Infrastructure Plan Hamstrings Bureaucrats Gone Wild
In the teeth of the Great Depression, Franklin Roosevelt put the army of the unemployed to work building dams, digging canals and planting forests.
He understood the impact of these projects would ripple across the economy. Men (and they were usually men) digging ditches would need overalls, boosting farm prices for cotton growers and adding jobs in textile mills and garment factories.
Roosevelt could create tens of thousands of jobs in the blink of an eye with the stroke of a pen. Hoover Dam was built in five years, the Pentagon in just 16 months. The Empire State Building took one year to build.
A similar undertaking today would be a make-work program for lawyers and bureaucrats, not construction crews.
In 1970, Congress mandated environmental impact statements (EISs) for roads, buildings and other projects with a significant footprint. Back then, the studies usually consisted of a few hundred pages and took no longer than 12 months. They can now take four to six years, cost millions of dollars and frequently run thousands of pages.
Building a new runway at Seattle-Tacoma International Airport took four years, but it took 15 years to get the building permits, and it took almost 20 years to permit the Kensington gold mine in Alaska.
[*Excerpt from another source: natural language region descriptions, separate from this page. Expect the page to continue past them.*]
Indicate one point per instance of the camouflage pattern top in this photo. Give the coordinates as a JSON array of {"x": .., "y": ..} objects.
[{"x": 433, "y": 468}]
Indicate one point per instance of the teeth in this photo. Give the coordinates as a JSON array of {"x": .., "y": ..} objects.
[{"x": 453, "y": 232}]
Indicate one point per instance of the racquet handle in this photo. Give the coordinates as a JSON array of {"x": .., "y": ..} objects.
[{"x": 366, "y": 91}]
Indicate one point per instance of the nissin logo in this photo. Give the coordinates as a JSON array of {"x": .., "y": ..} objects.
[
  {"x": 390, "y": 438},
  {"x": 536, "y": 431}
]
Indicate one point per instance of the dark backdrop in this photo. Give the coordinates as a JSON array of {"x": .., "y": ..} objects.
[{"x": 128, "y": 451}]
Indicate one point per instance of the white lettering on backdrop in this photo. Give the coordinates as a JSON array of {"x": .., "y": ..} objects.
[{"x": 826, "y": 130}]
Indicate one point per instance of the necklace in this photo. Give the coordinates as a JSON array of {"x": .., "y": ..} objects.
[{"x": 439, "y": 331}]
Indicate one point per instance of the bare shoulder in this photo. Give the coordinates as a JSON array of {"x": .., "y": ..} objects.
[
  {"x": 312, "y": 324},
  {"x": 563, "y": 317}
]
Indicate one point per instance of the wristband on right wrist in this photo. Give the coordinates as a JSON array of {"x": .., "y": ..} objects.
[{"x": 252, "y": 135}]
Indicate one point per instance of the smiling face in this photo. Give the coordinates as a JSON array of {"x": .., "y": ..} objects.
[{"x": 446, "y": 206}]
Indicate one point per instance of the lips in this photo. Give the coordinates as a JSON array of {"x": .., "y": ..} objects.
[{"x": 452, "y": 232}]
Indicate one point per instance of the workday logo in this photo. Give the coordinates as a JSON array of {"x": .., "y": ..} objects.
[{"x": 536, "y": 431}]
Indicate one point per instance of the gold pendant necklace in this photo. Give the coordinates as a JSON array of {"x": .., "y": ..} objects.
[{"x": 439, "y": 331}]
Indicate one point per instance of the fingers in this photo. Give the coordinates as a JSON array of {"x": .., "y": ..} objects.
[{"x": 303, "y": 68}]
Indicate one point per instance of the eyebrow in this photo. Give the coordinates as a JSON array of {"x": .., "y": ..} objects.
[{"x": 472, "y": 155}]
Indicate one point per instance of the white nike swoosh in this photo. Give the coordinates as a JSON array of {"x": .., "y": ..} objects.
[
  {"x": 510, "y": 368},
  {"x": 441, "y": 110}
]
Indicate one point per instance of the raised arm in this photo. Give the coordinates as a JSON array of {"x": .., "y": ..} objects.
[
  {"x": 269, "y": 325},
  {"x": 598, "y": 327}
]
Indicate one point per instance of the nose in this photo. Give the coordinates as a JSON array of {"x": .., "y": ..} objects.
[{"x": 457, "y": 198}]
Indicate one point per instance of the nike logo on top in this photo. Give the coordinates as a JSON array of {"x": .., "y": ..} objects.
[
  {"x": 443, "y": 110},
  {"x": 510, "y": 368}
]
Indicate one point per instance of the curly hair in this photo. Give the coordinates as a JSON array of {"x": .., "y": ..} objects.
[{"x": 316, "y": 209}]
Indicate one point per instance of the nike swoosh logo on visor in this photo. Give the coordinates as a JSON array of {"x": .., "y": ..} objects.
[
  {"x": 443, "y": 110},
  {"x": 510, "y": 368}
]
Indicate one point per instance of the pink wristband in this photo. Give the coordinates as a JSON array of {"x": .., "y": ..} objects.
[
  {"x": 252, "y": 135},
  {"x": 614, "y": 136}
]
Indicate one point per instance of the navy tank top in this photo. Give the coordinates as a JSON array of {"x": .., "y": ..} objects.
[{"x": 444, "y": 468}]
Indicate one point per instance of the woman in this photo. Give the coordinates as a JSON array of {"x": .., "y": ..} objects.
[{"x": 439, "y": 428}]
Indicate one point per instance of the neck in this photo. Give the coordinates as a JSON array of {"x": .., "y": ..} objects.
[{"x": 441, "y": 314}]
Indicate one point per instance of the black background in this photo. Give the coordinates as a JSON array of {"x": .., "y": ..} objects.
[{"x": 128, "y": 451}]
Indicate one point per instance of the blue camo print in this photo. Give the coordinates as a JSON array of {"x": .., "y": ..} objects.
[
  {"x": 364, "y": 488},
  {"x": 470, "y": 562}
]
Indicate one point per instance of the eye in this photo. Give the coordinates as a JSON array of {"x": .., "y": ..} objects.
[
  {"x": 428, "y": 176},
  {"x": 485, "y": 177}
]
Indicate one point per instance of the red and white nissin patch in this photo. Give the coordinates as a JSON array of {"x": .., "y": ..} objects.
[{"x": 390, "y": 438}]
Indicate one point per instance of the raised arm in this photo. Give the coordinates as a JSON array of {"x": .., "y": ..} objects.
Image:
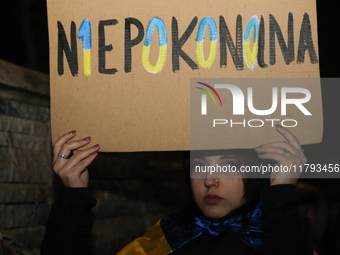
[{"x": 68, "y": 228}]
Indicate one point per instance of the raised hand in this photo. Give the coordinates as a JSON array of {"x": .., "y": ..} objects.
[
  {"x": 287, "y": 154},
  {"x": 70, "y": 163}
]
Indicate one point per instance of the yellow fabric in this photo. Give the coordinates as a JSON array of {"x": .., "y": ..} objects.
[{"x": 152, "y": 243}]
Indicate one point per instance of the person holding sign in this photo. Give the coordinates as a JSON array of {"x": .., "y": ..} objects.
[{"x": 226, "y": 215}]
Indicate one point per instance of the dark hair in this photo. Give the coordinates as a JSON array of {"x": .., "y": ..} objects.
[{"x": 252, "y": 190}]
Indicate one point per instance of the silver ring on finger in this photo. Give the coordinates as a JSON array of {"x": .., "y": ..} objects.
[
  {"x": 285, "y": 151},
  {"x": 63, "y": 156}
]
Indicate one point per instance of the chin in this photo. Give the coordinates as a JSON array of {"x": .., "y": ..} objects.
[{"x": 215, "y": 213}]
It’s 14 years and counting for final federal approval to expand the Gross Reservoir outside Boulder, Colorado.
Every delay turning the first shovelful of dirt adds to a project’s cost and subtracts from someone’s paycheck and the nation’s economic growth.
Just as the regulatory state has eclipsed the productive economy, it should come as no surprise the lawyers and lobbyists of the Washington elite cater to permit pushers rather than the forgotten men and women of America who need roads, bridges and factories to make a living.
President Trump’s infrastructure plan streamlines the permit process to rein in bureaucrats gone wild.
Critics of President Trump’s $1.5 trillion infrastructure plan say the $200 billion from the federal government is insufficient to get the job done. But they overlook the multiplier effect of his regulatory reform.
Just as delays add to the cost of a project, streamlining the approval process adds much-needed dollars to construction budgets. President Trump’s reforms would shorten the timeline from 10 years to 2, freeing some $3.6 trillion to spend on cement and steel rather than legal briefs and appeals.
America was founded as a nation of builders, not lawyers. Honoring that heritage is how we will make America great again.